Wintrust Financial Corporation Cash Incentive and Retention Award Agreement
Exhibit 10.3
Wintrust Financial Corporation
Cash Incentive and Retention Award Agreement
(Minimum Payout Amount: Par Plus 91-Day T-Xxxx Rate)
Cycle I (2008-2012)
[Award Date]
Wintrust Financial Corporation
Cash Incentive and Retention Award Agreement
Cash Incentive and Retention Award Agreement
(Minimum Payout Amount: Par Plus 91-Day T-Xxxx Rate)

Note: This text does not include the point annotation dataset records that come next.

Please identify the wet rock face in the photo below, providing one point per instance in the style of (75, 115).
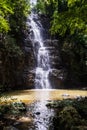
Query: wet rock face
(58, 73)
(30, 63)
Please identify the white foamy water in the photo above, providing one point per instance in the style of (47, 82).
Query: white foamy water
(43, 63)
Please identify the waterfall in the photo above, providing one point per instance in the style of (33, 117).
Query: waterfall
(42, 54)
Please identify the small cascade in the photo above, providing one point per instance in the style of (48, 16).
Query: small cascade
(42, 54)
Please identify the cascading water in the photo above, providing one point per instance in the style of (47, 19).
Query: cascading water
(42, 54)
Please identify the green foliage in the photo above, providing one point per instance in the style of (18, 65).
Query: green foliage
(8, 105)
(5, 11)
(72, 19)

THIS AGREEMENT, effective as of [award date] represents the grant of a long-term cash
incentive and retention award (“CIR Award”) by Wintrust Financial Corporation (the “Corporation”),
to the Participant named below, pursuant to the provisions of the 2008 Long-Term Cash Incentive and
Retention Plan (the “Plan”) or any amended or successor plan thereto. The cash payout ultimately
earned and paid, if any, for this CIR Award will be determined pursuant to Section 3 of this
Agreement.
This Agreement is an Award Agreement as contemplated by the Plan, the terms and provisions of
which are incorporated herein by reference. All capitalized terms will have the meanings ascribed
to them in the Plan, unless specifically set forth otherwise herein. The parties hereto agree as
follows:
1. Grant Information. The individual named below has been selected to receive a long-term CIR
Award as specified below:
(a) Participant: | ||||
(b) Target CIR Award: | $ | |||
(c) Performance Measure: | Earnings per share (“EPS”) |
2. Performance Period. The performance period commences on January 1, 2008, and ends on
December 31, 2012 (“Performance Cycle”).
3. Performance Grid; Calculation of CIR Award. The CIR Award earned by the Participant who
remains continuously employed by the Corporation or any Subsidiary from the date of this Agreement
through the last day of the Performance Cycle will be equal to the Target CIR Award amount set
forth above, multiplied by the “Multiple” determined in accordance with the Performance Grid set
forth on Appendix A attached hereto, subject to a maximum amount equal to the Maximum CIR Award
Amount set forth on Appendix A and a Minimum Payout Amount reflecting a retention credit percentage
(“RC%”) as set forth on Appendix A. For example, if the sixty (60) month cumulative earnings per
share at the end of 2012 is $18.00, the Participant will earn one-hundred eighty percent (180%) of
the Target CIR Award amount as set forth in Section 1(b) of this Agreement.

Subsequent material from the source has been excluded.